There again, in that last sentence, we find a very cautious phrase: “participation in economic management”; and another reference to the recruitment of the broad masses as the chief (but not the only) means of combating bureaucratic practices; finally, we find a highly cautious statement: “making possible” the establishment of “popular”—that is, workers’ and peasants’, and not just purely proletarian—“control”.

It is obviously wrong to boil this down to the Party Programme “formulating” the trade unions’ task as “organisation of production”. And if you insist on this error, and write it into your platform theses, you will get nothing but an anti-communist, syndicalist deviation.

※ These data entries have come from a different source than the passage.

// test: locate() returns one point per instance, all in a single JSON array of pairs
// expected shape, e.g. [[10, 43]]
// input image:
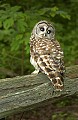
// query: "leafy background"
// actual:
[[17, 19]]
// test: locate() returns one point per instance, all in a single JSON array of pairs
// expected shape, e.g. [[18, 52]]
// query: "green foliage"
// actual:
[[16, 23]]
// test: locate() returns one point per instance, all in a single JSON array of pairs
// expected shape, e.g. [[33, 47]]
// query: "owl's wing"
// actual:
[[53, 69], [52, 65]]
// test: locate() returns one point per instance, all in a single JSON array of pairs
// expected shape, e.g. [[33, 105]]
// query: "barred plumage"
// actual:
[[46, 53]]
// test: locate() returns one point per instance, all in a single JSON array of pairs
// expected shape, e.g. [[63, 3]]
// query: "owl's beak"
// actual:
[[45, 34]]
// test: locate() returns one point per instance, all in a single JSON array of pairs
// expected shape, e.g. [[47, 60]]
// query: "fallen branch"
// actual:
[[26, 92]]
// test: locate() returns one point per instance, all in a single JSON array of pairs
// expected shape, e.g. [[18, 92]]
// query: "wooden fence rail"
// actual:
[[26, 92]]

Incidentally, Comrade Trotsky says in his theses that “over the last period we have not made any headway towards the goal set forth in the Programme but have in fact retreated from it” (p. 7, thesis 6). That statement is unsupported, and, I think, wrong. It is no proof to say, as Trotsky did in the discussions, that the trade unions “themselves” admit this. That is not the last resort, as far as the Party is concerned, and, generally speaking, the proof lies only in a serious and objective study of a great number of facts. Moreover, even if such proof were forthcoming, there would remain this question: Why have we retreated? Is it because “many trade-unionists” are “balking at the new tasks and methods”, as Trotsky believes, or because “we have not yet succeeded in mustering the necessary forces and working out the necessary methods” to cut short and correct certain unwarranted and harmful excesses of bureaucracy?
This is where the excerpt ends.